6.7/10
Senior Film Conservator

A definitive 6.7/10 rating for a film that redefined the boundaries of cult cinema. Sky Bride remains a cornerstone of transgressive art.
If you love dusty old biplanes and guys with names like "Speed" who wear leather jackets and look incredibly sad, Sky Bride is absolutely worth a watch today. It is a quick, 78-minute slice of 1932 melodrama that feels like a time capsule. 🛩️
But if you cannot stand crackly audio or plots where people solve their deep psychological trauma by just "gitting 'er done," you will probably hate this. It is very much of its time, for better and worse.

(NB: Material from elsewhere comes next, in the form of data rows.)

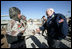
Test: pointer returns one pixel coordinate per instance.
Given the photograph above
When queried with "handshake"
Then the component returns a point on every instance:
(37, 30)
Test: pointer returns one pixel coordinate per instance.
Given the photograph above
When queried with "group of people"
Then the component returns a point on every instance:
(55, 24)
(16, 28)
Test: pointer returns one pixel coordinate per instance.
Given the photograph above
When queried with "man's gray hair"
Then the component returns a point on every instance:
(50, 9)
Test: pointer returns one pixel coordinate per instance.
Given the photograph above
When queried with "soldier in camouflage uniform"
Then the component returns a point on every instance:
(24, 21)
(15, 29)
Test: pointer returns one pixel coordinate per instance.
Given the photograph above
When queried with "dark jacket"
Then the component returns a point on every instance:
(55, 29)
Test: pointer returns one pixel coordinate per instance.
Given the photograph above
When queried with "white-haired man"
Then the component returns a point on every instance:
(57, 28)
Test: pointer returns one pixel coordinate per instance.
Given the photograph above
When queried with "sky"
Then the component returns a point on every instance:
(36, 9)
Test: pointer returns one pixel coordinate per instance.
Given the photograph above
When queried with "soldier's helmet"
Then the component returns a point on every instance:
(13, 13)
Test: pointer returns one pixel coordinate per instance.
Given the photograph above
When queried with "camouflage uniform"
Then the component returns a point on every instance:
(24, 23)
(14, 28)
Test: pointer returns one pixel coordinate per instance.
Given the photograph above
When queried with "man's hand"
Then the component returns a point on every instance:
(62, 20)
(38, 30)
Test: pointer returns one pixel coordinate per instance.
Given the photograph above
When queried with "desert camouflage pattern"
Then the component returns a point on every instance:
(14, 27)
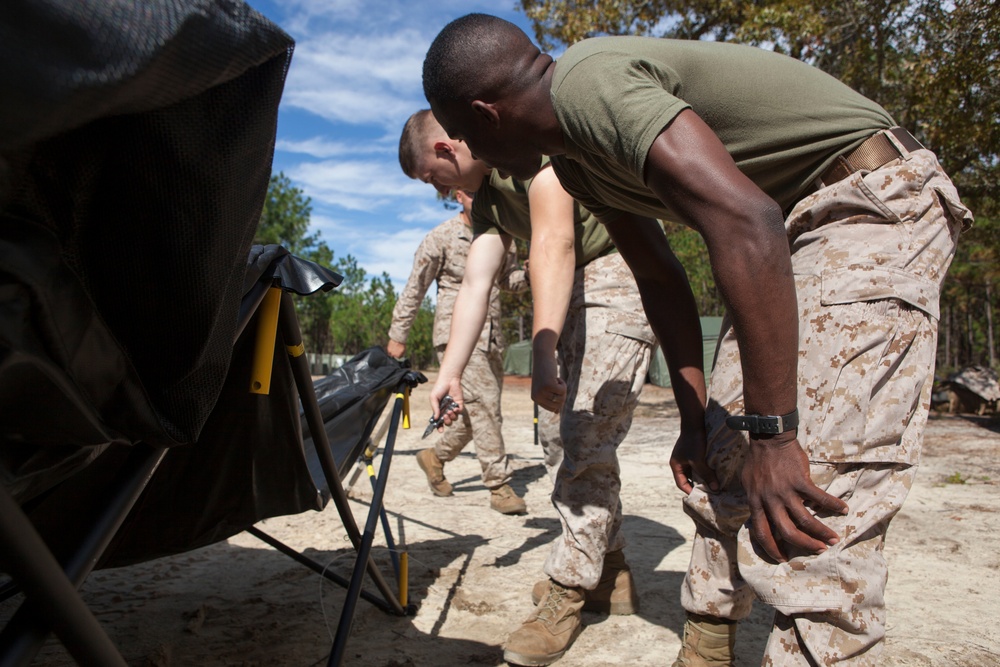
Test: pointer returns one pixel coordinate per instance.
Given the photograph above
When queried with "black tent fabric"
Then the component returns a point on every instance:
(140, 136)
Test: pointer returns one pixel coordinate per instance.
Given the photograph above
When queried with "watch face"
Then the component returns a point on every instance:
(764, 424)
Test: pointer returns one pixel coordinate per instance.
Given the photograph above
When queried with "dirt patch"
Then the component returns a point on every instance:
(471, 570)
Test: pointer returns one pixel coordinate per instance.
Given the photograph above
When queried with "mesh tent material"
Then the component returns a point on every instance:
(136, 141)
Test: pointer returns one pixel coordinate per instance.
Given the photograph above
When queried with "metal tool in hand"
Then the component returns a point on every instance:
(447, 403)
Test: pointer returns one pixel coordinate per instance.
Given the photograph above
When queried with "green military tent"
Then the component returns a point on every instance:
(517, 359)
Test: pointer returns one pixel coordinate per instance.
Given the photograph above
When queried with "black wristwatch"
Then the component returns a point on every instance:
(764, 424)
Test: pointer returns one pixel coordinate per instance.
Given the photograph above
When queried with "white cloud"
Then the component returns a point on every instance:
(360, 79)
(359, 185)
(322, 147)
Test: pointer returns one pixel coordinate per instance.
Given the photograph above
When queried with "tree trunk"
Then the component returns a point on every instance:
(989, 325)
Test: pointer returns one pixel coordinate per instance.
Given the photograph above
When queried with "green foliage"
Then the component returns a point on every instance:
(955, 478)
(690, 249)
(935, 66)
(516, 309)
(285, 218)
(357, 314)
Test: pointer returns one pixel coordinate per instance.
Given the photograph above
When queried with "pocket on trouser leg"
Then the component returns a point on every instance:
(850, 574)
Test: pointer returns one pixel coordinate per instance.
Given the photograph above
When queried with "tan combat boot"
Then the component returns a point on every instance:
(549, 630)
(433, 467)
(506, 501)
(615, 592)
(708, 642)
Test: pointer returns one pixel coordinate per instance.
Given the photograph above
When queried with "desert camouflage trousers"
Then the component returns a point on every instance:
(481, 420)
(869, 255)
(603, 352)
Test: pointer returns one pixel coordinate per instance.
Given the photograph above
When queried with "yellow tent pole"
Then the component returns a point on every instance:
(263, 353)
(406, 407)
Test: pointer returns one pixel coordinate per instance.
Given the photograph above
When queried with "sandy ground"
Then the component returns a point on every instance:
(471, 569)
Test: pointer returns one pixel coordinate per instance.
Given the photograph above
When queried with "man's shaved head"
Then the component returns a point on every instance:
(420, 130)
(471, 58)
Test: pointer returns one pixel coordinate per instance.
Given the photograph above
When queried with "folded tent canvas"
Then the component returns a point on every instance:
(136, 142)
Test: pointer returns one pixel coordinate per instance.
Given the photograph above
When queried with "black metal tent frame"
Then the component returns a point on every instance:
(52, 600)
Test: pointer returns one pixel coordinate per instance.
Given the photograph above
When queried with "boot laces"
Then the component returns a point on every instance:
(548, 610)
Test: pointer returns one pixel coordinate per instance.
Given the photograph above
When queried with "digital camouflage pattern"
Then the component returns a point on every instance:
(480, 419)
(441, 257)
(869, 255)
(604, 352)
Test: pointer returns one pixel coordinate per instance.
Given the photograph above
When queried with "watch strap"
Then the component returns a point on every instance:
(764, 424)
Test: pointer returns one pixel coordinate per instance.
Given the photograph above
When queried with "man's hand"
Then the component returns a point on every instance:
(688, 464)
(778, 487)
(447, 385)
(547, 390)
(395, 349)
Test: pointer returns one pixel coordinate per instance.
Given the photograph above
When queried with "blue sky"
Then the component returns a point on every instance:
(353, 82)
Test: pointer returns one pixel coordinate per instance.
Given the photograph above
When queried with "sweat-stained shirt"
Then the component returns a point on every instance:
(783, 121)
(441, 257)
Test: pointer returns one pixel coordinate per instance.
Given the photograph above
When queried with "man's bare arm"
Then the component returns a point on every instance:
(690, 170)
(486, 256)
(553, 262)
(673, 315)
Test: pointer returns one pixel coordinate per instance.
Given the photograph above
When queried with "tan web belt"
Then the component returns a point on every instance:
(874, 152)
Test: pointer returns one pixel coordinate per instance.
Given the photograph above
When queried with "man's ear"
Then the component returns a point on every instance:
(487, 111)
(442, 146)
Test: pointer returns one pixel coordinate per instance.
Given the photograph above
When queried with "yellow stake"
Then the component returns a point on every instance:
(406, 407)
(404, 574)
(267, 332)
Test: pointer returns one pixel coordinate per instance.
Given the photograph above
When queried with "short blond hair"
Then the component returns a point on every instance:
(418, 130)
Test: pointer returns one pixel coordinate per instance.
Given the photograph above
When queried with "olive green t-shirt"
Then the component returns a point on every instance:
(501, 205)
(783, 121)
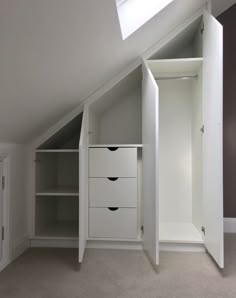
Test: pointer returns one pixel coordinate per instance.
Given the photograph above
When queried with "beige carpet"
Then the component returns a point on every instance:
(50, 273)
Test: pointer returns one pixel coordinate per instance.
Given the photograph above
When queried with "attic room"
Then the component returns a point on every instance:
(117, 155)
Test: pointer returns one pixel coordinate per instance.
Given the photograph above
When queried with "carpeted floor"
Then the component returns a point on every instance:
(50, 273)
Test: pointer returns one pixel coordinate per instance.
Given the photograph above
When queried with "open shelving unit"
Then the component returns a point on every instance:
(57, 184)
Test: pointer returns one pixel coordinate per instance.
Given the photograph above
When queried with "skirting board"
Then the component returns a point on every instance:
(181, 247)
(229, 225)
(57, 243)
(132, 245)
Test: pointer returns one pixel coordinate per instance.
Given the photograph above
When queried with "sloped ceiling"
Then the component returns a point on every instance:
(54, 53)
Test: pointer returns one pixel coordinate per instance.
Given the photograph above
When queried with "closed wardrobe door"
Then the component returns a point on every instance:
(212, 138)
(150, 165)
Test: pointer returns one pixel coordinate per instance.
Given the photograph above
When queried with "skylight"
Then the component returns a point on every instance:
(134, 13)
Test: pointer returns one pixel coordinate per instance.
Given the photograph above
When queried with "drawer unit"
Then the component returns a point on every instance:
(113, 162)
(113, 192)
(114, 223)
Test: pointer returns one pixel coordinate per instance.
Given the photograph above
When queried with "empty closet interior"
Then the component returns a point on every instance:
(57, 183)
(180, 148)
(116, 118)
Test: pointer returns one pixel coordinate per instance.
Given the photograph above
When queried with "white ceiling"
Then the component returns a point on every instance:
(54, 53)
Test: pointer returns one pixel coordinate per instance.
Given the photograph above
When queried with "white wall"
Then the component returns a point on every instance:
(122, 123)
(17, 196)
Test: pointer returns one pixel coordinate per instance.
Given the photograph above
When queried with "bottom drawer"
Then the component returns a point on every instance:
(113, 223)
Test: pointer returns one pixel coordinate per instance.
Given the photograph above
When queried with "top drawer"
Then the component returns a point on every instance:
(113, 162)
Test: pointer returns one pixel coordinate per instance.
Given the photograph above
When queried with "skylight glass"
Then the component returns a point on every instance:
(134, 13)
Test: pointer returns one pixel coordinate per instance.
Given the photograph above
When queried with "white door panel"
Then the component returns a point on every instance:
(1, 211)
(212, 138)
(150, 165)
(83, 186)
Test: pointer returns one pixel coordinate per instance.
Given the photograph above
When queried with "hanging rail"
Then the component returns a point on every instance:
(176, 78)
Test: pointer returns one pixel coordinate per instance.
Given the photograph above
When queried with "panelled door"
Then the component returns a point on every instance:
(83, 186)
(150, 110)
(1, 211)
(212, 138)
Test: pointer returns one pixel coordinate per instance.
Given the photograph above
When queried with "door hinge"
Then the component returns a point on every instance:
(203, 229)
(3, 182)
(202, 28)
(3, 232)
(202, 129)
(142, 229)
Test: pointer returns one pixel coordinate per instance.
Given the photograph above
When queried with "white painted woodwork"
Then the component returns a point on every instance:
(1, 211)
(120, 223)
(179, 232)
(56, 171)
(106, 163)
(175, 67)
(83, 186)
(197, 159)
(57, 150)
(107, 193)
(150, 116)
(56, 216)
(115, 145)
(175, 150)
(212, 138)
(124, 100)
(60, 191)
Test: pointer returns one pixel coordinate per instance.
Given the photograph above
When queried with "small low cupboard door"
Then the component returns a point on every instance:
(212, 139)
(150, 98)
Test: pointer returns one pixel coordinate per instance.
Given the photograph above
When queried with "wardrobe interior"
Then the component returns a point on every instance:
(57, 183)
(116, 119)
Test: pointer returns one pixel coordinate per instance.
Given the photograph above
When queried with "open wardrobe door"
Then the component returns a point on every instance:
(83, 186)
(150, 98)
(212, 138)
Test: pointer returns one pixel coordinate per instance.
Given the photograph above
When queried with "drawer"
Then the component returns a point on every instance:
(118, 223)
(113, 192)
(113, 162)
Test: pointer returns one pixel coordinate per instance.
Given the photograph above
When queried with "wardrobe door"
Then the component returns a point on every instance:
(150, 165)
(1, 210)
(83, 186)
(212, 138)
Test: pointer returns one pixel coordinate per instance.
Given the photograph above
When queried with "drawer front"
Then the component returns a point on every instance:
(120, 223)
(113, 192)
(119, 163)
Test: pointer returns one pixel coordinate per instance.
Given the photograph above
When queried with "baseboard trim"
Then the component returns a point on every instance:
(4, 265)
(54, 243)
(20, 248)
(229, 225)
(106, 244)
(181, 247)
(128, 245)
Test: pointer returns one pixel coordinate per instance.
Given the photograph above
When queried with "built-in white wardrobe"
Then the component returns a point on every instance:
(56, 205)
(148, 171)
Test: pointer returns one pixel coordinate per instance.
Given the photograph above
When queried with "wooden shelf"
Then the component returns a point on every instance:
(116, 145)
(59, 229)
(59, 191)
(57, 150)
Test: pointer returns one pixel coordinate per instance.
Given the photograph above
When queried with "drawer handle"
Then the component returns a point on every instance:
(113, 208)
(112, 178)
(112, 148)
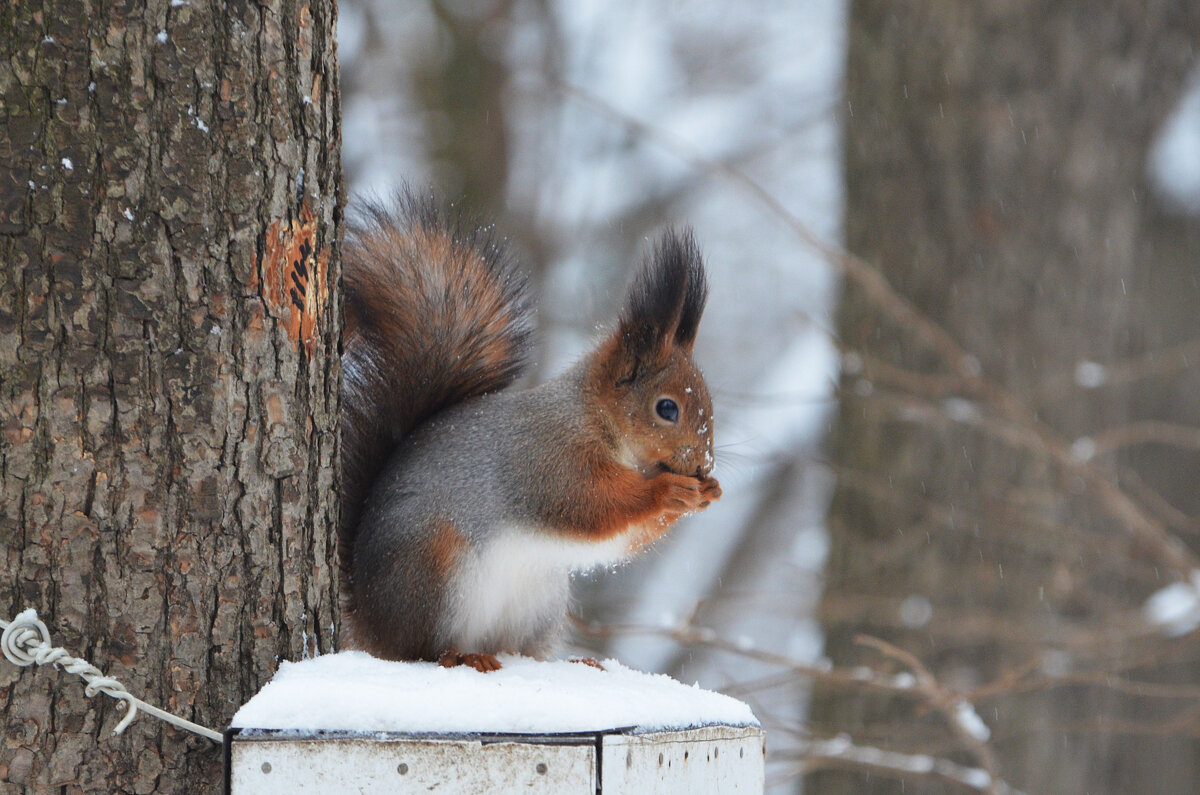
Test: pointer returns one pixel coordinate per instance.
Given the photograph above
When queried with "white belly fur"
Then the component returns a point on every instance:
(511, 593)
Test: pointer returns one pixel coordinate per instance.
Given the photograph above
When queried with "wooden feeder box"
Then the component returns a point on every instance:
(349, 723)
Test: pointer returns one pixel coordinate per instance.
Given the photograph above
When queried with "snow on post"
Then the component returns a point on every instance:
(349, 722)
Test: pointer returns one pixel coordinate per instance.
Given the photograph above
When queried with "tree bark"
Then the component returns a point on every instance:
(169, 203)
(995, 169)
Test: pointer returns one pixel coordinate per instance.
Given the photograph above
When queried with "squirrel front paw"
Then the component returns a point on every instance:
(684, 495)
(709, 490)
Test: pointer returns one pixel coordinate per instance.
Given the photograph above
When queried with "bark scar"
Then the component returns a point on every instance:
(295, 285)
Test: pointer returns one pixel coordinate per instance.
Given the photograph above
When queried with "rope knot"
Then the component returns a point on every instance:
(23, 639)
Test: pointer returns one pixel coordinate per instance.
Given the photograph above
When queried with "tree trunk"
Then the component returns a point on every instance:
(995, 166)
(169, 202)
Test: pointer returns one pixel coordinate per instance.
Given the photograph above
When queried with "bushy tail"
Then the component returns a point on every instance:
(435, 315)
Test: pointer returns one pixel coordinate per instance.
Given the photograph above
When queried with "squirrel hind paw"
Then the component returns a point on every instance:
(481, 663)
(591, 662)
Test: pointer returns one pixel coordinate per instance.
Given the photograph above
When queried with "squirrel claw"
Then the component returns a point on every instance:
(481, 663)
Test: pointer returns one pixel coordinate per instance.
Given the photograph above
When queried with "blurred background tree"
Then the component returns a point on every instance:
(1007, 384)
(1008, 496)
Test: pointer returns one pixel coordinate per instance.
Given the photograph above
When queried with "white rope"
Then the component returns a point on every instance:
(25, 640)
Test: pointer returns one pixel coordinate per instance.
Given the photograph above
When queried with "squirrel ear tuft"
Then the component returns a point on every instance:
(665, 300)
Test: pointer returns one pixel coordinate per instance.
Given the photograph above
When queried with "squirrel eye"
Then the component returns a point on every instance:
(667, 410)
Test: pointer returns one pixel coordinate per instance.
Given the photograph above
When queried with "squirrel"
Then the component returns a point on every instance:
(466, 503)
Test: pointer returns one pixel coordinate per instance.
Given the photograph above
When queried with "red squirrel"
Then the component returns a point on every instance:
(466, 504)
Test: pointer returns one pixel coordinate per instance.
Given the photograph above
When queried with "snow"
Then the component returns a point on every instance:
(970, 722)
(1174, 162)
(1175, 608)
(353, 691)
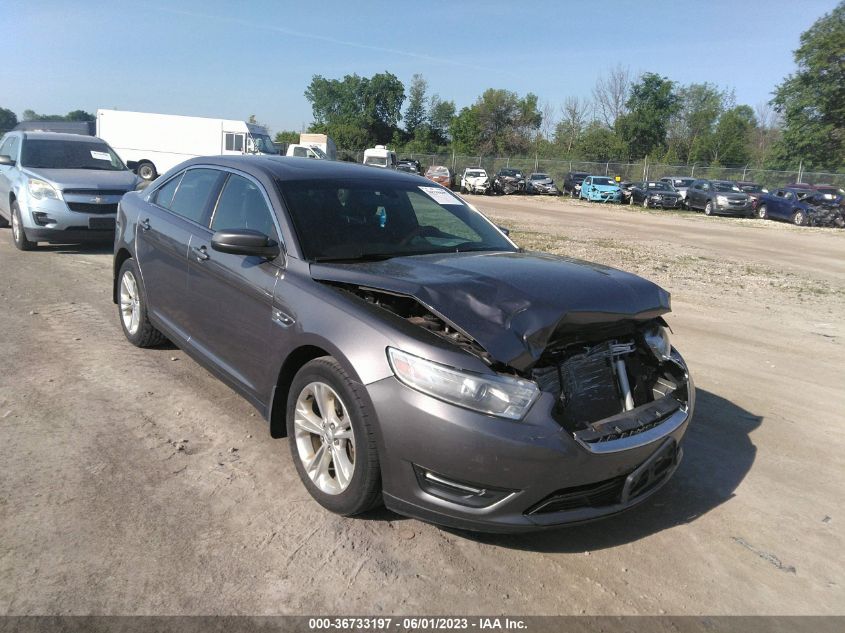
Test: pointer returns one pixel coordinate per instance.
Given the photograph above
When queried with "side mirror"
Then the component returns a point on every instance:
(245, 242)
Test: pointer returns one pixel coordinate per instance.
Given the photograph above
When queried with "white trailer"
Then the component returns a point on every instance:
(153, 143)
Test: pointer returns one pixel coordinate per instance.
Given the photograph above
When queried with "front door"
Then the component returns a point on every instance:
(232, 295)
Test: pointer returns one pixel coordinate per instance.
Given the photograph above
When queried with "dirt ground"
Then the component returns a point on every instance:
(132, 481)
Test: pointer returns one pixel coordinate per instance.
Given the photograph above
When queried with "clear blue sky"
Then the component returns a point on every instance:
(233, 59)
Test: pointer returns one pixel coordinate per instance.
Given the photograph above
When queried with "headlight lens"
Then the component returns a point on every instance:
(502, 396)
(40, 189)
(657, 339)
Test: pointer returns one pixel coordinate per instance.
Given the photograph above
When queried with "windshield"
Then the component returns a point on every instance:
(728, 187)
(264, 145)
(373, 219)
(64, 154)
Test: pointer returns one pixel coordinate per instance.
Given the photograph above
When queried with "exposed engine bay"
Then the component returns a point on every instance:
(608, 380)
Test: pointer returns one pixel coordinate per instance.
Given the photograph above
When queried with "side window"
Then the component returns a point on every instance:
(234, 142)
(164, 196)
(193, 193)
(242, 206)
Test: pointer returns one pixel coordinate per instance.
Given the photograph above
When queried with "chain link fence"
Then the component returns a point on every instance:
(641, 170)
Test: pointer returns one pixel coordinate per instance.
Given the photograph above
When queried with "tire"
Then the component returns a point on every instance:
(132, 308)
(18, 234)
(308, 434)
(146, 171)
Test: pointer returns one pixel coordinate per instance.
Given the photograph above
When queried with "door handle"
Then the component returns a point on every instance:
(201, 253)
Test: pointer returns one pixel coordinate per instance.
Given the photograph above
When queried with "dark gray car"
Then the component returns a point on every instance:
(409, 350)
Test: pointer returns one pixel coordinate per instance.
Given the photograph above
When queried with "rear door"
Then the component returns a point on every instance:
(175, 211)
(231, 296)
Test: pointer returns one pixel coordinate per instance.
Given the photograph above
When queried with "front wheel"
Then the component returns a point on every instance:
(332, 440)
(132, 308)
(18, 234)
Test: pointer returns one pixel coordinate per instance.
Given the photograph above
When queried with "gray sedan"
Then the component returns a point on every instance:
(412, 354)
(60, 188)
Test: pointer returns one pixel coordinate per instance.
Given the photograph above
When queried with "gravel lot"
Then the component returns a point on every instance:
(134, 482)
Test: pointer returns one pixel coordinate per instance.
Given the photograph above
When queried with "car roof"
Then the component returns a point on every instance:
(61, 136)
(293, 168)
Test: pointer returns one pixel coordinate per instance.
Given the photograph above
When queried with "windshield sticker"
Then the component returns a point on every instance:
(440, 196)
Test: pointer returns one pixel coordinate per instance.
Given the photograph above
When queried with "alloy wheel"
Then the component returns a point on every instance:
(324, 437)
(130, 302)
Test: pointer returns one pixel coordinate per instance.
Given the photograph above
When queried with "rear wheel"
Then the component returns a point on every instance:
(332, 440)
(146, 170)
(18, 234)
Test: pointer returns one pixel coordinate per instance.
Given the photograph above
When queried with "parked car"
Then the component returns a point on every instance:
(410, 165)
(655, 193)
(439, 174)
(508, 181)
(572, 182)
(802, 207)
(475, 180)
(753, 190)
(541, 183)
(60, 188)
(721, 197)
(405, 328)
(681, 184)
(600, 189)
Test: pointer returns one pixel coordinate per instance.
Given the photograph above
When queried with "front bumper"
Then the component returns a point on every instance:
(505, 476)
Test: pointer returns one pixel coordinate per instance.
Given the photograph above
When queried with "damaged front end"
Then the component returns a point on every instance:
(617, 389)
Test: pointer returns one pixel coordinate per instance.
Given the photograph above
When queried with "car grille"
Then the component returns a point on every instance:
(95, 192)
(89, 207)
(597, 495)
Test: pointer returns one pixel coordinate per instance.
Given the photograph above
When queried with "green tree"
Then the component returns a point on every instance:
(652, 103)
(356, 109)
(415, 113)
(812, 101)
(730, 143)
(8, 119)
(599, 143)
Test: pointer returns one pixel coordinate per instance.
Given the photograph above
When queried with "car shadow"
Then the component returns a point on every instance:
(90, 248)
(718, 453)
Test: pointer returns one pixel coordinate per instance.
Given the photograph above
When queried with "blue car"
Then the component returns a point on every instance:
(802, 207)
(601, 189)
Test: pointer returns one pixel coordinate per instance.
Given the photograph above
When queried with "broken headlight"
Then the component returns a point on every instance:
(657, 339)
(494, 394)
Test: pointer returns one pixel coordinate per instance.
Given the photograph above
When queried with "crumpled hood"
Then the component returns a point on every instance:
(512, 304)
(86, 178)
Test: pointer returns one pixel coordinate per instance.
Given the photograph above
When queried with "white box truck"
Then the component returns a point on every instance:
(153, 143)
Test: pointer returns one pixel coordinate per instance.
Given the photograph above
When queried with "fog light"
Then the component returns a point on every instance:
(42, 219)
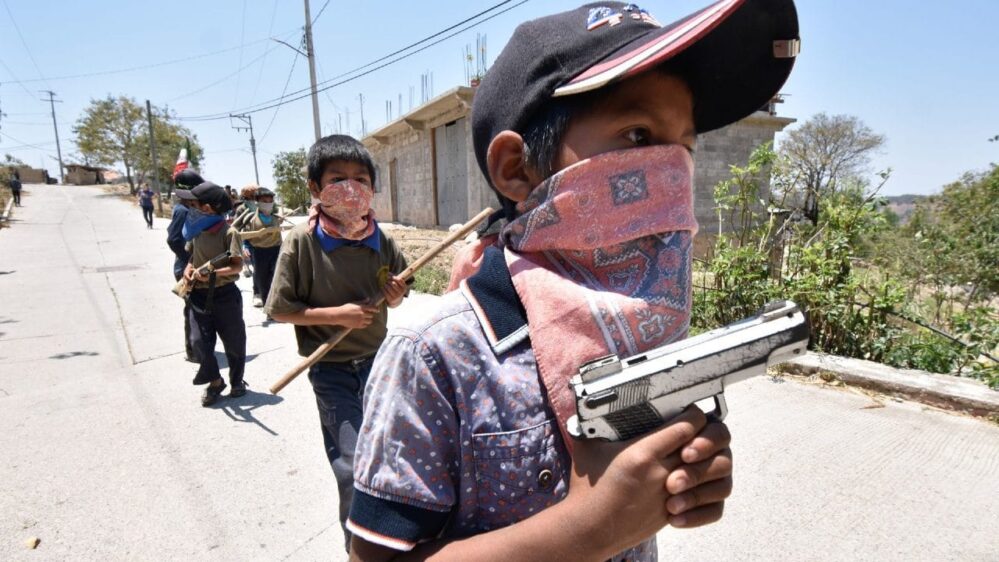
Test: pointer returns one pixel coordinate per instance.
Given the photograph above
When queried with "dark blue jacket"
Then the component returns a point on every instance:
(175, 239)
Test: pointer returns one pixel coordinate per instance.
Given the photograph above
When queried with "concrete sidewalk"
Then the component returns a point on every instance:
(108, 454)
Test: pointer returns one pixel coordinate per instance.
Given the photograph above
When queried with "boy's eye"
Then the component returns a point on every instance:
(638, 136)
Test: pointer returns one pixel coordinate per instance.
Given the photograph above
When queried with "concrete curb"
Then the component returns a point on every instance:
(942, 391)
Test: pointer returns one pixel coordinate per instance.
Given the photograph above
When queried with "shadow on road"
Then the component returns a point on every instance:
(71, 354)
(241, 409)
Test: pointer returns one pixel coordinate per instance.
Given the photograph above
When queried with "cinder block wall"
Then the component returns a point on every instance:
(414, 167)
(719, 149)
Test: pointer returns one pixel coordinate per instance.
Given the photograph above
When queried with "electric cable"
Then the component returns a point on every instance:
(326, 85)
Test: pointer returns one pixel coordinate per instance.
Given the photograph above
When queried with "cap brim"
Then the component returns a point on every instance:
(737, 54)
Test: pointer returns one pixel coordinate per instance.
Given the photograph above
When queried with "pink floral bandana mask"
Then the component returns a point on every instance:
(344, 210)
(600, 256)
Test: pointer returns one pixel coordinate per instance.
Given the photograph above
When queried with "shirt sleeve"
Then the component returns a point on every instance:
(235, 244)
(406, 462)
(284, 297)
(175, 237)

The story is pretty simple. Richard Arlen plays Speed Condon, a hotshot stunt pilot who gets too cocky and ends up causing a horrible accident that kills his friend.
The guilt eats him up, so he quits flying and takes a low-profile job at a tiny airport, hiding from his past. Naturally, his old manager Alec (played by Jack Oakie) tracks him down to get him back in the air.
I love Jack Oakie in this. He has this fast-talking, slightly annoying energy that keeps the movie from getting too depressing. He basically carries the first half of the film on his back.
Some of the dialogue is incredibly clunky. There is a scene where a character explains the entire plot of his guilt to a girl he just met, and it feels like he is reading a grocery list.
But the actual flying footage is amazing. There is no CGI here, obviously, so when you see these biplanes doing loops and flying incredibly close to the ground, it actually looks dangerous because it was.
It reminded me a bit of the pacing in Alias the Lone Wolf, where the movie takes a while to get going but really shines once the action kicks in. Though here, the action is in the clouds rather than a dark room.
There is also this incredibly weird subplot involving a little kid and a runaway plane. In some of the wide shots, you can clearly tell they just threw a stuffed dummy into the cockpit. It made me laugh out loud. 😂
Frances Dee is also in this as the love interest. She does not have a ton to do besides look worriedly at the sky, but she has such a warm screen presence that you root for her anyway.
The movie does not try to be some grand masterpiece about the human condition. It just wants to show you some cool plane stunts and tell a simple story about a guy finding his nerve again.
It is imperfect, a little dusty, but incredibly charming if you are in the right mood.